Data Ingestion

Introduction

Data ingestion is a fundamental process in the plugin, enabling synchronization between IP Fabric and NetBox. This process involves configuring various parameters to define how data is synchronized. Let’s delve into the key components of data ingestion:

Configuration Parameters

A data ingestion configuration consists of several crucial parameters:

Field	Description	Type
Name	The name of the ingestion job	`CharField`
Source	The IP Fabric instance used for data synchronization with NetBox	`ForeignKey`
Snapshot	The snapshot chosen for data synchronization with NetBox	`ForeignKey`
Auto Merge	Automatically merge staged changes into NetBox	`BooleanField`
Sites	Optional: Limits ingestion to specific sites	`ChoiceField`
Type	The type of ingestion (e.g., DCIM or IPAM)	`ChoiceField` (`DCIM`, `IPAM`)
Sync Parameters	Models to sync during ingestion	`JSONField`
Schedule At	Specify when to start the ingestion (if required in the future)	`DateTimeField`
Recurs Every	Determine the frequency of the ingestion	`PositiveIntegerField`
Tags	Apply tags to objects during ingestion	`ForeignKey`

Note

When scheduling recurring ingestions using the Recurs Every field, it’s recommended to use the $last snapshot. This ensures that the ingestion always runs against the latest snapshot in IP Fabric, maintaining data consistency.

Data Ingestion Types and Synchronization Parameters

There are three distinct types of data ingestion configurations, each with specific synchronization parameters. These parameters act as toggles, allowing you to control whether models in NetBox should be created or updated, or if the ingestion should merely execute queries without making changes.

Even if a model is disabled, we continue processing the transformation map to utilize the data for querying an object. This is essential, because there may be a need to update or create another object based on the information. For example, even if device types are already present in NetBox, they must still be fetched during ingestion since they are mandatory for creating a device.

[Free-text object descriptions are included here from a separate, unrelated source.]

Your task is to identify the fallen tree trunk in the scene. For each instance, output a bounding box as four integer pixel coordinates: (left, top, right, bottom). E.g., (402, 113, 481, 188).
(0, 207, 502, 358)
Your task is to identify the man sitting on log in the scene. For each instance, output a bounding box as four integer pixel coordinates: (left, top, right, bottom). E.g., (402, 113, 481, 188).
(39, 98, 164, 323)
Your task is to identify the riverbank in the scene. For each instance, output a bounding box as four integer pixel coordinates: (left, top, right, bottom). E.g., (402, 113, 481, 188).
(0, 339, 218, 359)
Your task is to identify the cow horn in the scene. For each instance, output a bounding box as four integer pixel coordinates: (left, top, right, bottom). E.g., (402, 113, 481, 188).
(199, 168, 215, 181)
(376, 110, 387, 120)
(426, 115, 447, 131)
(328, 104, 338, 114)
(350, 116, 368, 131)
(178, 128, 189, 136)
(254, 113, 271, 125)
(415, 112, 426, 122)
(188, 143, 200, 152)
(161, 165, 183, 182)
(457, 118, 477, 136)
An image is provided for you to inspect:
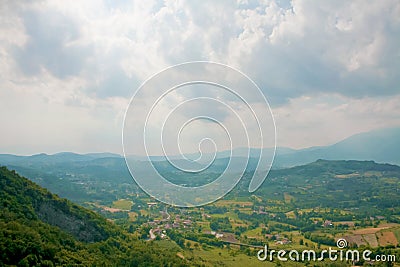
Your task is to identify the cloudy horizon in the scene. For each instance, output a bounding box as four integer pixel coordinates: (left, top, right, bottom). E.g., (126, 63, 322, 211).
(1, 0, 400, 156)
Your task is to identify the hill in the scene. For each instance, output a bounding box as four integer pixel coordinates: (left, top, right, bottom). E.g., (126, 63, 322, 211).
(150, 127, 400, 168)
(0, 152, 121, 166)
(0, 166, 190, 266)
(273, 127, 400, 167)
(229, 159, 400, 217)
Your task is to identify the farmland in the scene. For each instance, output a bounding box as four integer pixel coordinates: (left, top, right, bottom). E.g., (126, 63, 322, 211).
(5, 158, 400, 266)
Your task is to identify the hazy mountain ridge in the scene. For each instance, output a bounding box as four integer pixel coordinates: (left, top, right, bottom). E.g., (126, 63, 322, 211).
(1, 127, 398, 169)
(0, 127, 399, 205)
(0, 152, 122, 166)
(218, 127, 400, 168)
(272, 127, 400, 167)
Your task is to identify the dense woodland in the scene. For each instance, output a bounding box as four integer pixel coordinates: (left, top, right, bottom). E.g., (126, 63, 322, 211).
(0, 167, 192, 266)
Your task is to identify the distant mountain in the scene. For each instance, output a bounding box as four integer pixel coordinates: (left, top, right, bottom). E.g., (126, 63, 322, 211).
(156, 127, 400, 168)
(196, 127, 400, 168)
(139, 127, 400, 168)
(0, 152, 122, 166)
(273, 127, 400, 167)
(84, 152, 122, 158)
(0, 126, 398, 172)
(0, 166, 189, 266)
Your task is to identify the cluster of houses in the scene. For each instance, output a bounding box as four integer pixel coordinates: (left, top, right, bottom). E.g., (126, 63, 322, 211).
(209, 230, 224, 239)
(146, 211, 193, 240)
(322, 220, 333, 227)
(265, 234, 292, 245)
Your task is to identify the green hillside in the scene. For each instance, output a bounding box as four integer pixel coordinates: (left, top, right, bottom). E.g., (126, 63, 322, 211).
(0, 167, 190, 266)
(229, 160, 400, 216)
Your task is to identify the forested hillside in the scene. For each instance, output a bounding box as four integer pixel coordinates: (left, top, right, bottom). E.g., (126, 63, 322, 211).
(0, 166, 190, 266)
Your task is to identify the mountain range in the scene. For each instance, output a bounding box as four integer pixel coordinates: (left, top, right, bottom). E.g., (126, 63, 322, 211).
(272, 127, 400, 167)
(1, 127, 399, 169)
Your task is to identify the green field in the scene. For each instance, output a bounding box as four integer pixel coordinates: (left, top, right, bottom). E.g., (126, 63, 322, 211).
(243, 227, 263, 238)
(394, 227, 400, 243)
(112, 199, 133, 210)
(186, 246, 273, 267)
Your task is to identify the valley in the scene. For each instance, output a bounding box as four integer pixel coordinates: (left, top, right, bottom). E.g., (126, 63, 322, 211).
(1, 155, 399, 266)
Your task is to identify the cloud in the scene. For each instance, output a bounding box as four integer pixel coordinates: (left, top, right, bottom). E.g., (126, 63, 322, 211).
(14, 7, 90, 78)
(0, 0, 399, 154)
(229, 0, 400, 103)
(8, 0, 400, 101)
(273, 93, 400, 149)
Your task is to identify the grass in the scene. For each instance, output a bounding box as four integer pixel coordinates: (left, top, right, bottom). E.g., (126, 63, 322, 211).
(154, 239, 181, 251)
(237, 208, 253, 214)
(283, 192, 294, 203)
(197, 221, 211, 231)
(128, 212, 138, 221)
(394, 227, 400, 243)
(214, 200, 253, 207)
(140, 209, 149, 216)
(212, 211, 239, 221)
(112, 199, 133, 210)
(243, 227, 263, 238)
(187, 246, 270, 267)
(186, 245, 309, 267)
(286, 210, 296, 219)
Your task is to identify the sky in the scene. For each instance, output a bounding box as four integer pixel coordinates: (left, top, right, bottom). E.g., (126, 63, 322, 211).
(0, 0, 399, 155)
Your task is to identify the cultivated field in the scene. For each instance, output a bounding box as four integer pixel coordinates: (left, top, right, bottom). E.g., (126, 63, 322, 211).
(377, 231, 399, 247)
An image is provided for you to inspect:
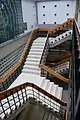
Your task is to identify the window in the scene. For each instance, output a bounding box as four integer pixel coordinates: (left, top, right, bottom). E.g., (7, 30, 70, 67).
(54, 5, 57, 7)
(66, 13, 69, 16)
(43, 6, 45, 8)
(54, 22, 56, 24)
(67, 4, 69, 7)
(43, 22, 45, 24)
(54, 13, 57, 16)
(43, 14, 45, 16)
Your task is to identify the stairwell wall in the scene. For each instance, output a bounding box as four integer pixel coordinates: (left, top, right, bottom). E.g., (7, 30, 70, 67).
(37, 0, 76, 25)
(21, 0, 37, 31)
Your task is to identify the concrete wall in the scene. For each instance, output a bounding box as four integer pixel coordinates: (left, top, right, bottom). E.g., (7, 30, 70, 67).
(21, 0, 37, 31)
(37, 0, 76, 24)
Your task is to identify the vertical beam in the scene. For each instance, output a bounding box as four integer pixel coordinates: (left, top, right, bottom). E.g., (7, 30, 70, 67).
(75, 0, 80, 26)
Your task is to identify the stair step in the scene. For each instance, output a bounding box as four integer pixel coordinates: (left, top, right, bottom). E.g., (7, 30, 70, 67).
(29, 51, 42, 56)
(32, 43, 44, 46)
(40, 80, 50, 103)
(26, 58, 40, 62)
(55, 87, 63, 100)
(28, 54, 41, 59)
(35, 37, 46, 41)
(25, 61, 38, 66)
(31, 46, 44, 49)
(22, 68, 40, 75)
(55, 87, 63, 112)
(30, 48, 43, 52)
(30, 46, 43, 50)
(23, 65, 40, 71)
(33, 40, 45, 43)
(45, 81, 51, 92)
(29, 50, 42, 54)
(41, 80, 50, 90)
(50, 84, 58, 95)
(40, 79, 45, 88)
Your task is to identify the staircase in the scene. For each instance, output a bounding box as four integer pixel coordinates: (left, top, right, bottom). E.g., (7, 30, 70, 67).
(49, 30, 72, 48)
(0, 19, 74, 120)
(22, 37, 47, 75)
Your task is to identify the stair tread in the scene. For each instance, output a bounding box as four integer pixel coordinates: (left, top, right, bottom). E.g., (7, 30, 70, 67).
(22, 69, 40, 75)
(45, 81, 50, 91)
(25, 61, 38, 66)
(42, 80, 50, 90)
(32, 43, 45, 46)
(26, 57, 40, 61)
(30, 49, 43, 52)
(29, 51, 42, 54)
(26, 60, 40, 63)
(22, 68, 40, 72)
(25, 60, 39, 64)
(55, 87, 63, 99)
(50, 84, 58, 95)
(31, 46, 44, 48)
(23, 65, 40, 70)
(29, 51, 42, 55)
(28, 55, 41, 58)
(33, 40, 46, 43)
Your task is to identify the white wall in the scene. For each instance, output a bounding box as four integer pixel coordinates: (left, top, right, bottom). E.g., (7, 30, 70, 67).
(37, 0, 76, 24)
(21, 0, 37, 31)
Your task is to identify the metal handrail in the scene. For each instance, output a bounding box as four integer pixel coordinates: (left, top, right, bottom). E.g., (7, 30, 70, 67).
(39, 64, 70, 83)
(0, 82, 67, 119)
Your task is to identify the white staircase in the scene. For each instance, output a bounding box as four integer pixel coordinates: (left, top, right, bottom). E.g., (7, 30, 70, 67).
(10, 36, 63, 103)
(0, 37, 64, 119)
(22, 37, 47, 75)
(49, 30, 72, 47)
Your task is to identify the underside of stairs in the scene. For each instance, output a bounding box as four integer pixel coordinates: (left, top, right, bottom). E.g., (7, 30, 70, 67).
(13, 98, 64, 120)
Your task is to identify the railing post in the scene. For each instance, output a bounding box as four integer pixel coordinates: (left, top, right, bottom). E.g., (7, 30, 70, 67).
(0, 101, 7, 119)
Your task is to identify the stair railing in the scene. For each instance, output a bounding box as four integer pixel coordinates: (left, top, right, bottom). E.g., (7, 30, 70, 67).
(48, 18, 73, 34)
(0, 44, 25, 77)
(39, 64, 70, 83)
(0, 82, 67, 120)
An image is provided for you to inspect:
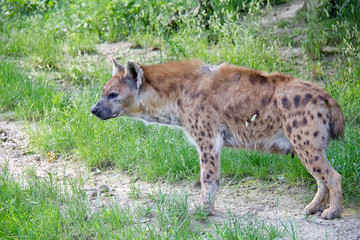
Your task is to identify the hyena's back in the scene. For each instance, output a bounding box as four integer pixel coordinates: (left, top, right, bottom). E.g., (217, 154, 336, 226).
(193, 64, 344, 153)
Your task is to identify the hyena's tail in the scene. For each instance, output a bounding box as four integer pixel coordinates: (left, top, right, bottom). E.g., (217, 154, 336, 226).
(327, 96, 345, 139)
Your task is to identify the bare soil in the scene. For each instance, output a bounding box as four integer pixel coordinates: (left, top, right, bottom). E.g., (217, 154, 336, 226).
(1, 1, 360, 239)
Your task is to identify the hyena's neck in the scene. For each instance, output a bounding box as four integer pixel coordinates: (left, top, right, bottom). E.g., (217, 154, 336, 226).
(130, 101, 183, 126)
(126, 61, 209, 127)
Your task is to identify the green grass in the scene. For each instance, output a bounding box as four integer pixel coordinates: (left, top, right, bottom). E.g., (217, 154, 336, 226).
(0, 60, 62, 120)
(0, 163, 286, 239)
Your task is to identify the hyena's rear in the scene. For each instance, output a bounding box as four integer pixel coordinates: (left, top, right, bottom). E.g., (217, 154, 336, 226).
(91, 60, 344, 219)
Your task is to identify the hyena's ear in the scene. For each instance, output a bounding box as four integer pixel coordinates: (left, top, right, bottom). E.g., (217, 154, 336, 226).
(125, 61, 143, 92)
(112, 58, 124, 76)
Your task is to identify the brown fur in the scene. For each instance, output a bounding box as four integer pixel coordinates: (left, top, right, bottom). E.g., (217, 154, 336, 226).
(91, 60, 345, 219)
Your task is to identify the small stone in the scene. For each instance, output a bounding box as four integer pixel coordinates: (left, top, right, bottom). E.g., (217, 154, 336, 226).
(99, 185, 110, 193)
(90, 169, 101, 177)
(12, 152, 21, 158)
(35, 156, 41, 161)
(321, 46, 340, 54)
(90, 191, 98, 199)
(130, 43, 142, 49)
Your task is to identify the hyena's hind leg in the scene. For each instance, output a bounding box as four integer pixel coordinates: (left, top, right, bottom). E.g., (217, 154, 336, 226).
(304, 175, 329, 214)
(296, 149, 342, 219)
(283, 117, 342, 219)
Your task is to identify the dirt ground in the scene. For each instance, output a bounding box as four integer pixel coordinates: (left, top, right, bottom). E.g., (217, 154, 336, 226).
(1, 0, 360, 239)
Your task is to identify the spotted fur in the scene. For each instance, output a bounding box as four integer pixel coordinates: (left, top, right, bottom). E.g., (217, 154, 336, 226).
(91, 60, 345, 219)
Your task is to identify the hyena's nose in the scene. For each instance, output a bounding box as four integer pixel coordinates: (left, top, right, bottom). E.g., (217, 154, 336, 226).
(90, 105, 99, 115)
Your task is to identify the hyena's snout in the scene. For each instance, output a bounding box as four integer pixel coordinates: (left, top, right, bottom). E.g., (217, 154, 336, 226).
(90, 101, 108, 120)
(90, 99, 119, 120)
(90, 102, 102, 118)
(90, 103, 100, 116)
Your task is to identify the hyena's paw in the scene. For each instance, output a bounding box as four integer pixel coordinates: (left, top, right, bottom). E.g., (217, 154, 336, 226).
(304, 203, 321, 216)
(201, 202, 215, 216)
(320, 208, 341, 220)
(304, 200, 328, 216)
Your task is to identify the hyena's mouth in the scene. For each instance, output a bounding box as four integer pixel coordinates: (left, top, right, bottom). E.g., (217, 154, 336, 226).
(111, 113, 120, 118)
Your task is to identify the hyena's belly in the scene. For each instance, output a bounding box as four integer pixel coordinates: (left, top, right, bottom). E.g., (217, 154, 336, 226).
(221, 121, 291, 153)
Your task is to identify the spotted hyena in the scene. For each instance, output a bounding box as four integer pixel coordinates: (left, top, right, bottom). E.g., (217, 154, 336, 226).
(91, 59, 344, 219)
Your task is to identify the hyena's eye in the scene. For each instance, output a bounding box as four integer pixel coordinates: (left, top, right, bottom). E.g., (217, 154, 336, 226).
(108, 92, 119, 99)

Here’s a breakdown of data ingestion types and their associated synchronization parameters:

DCIM (Data Center Infrastructure Management)
- Site
- Manufacturer
- Device Type
- Device Role
- Platform
- Device
- Virtual Chassis
- Interface
- Mac Address

IPAM (IP Address Management)
- VLAN
- VRF
- Prefix
- IP Address

All
- Combines all the above

Data Ingestion Details

The data ingestion detail page offers insights into the ingestion configuration and its current status. Real-time status updates can be one of the following:

New
Queued
Syncing
Completed
Failed

On the left, you can access snapshot information and the configured source for data ingestion. On the right, parameters for the data ingestion are displayed.

Tabs at the top provide access to various features, including viewing branches, accessing the change log, and reviewing associated jobs.

Initiating a Synchronization

Scenario 1: Fields Left Blank

During synchronization configuration, consider the Schedule At and Recurs Every fields. If left blank, the ingestion process won’t start immediately upon saving. Instead, you can manually trigger synchronization by clicking the Sync button on the Ingestion Detail page.

Manual Initiation: Clicking Sync will instantly start the ingestion process. However, for this to happen, there must be an available runner capable of executing the job. If no runner is available, the job will be added to the default queue. This type of synchronization is known as an adhoc ingestion.

Scenario 2: Fields Populated

When you populate the Schedule At or Recurs Every fields during configuration, synchronization behavior changes:

Scheduled Execution: The ingestion is scheduled to run at the specified time from the Schedule At field. It repeats at regular intervals defined in the Recurs Every field.

Immediate Execution (Fallback): If you omit a specific Schedule At time, the ingestion is scheduled to start immediately upon configuration. Subsequently, it continues at the intervals set in the Recurs Every field.

In summary, the plugin offers flexibility in initiating synchronization tasks. You can manually trigger them with the Sync button or set up automatic execution at designated times and intervals to meet your specific requirements. Once initiated, the latest branch can be seen in the branches tab.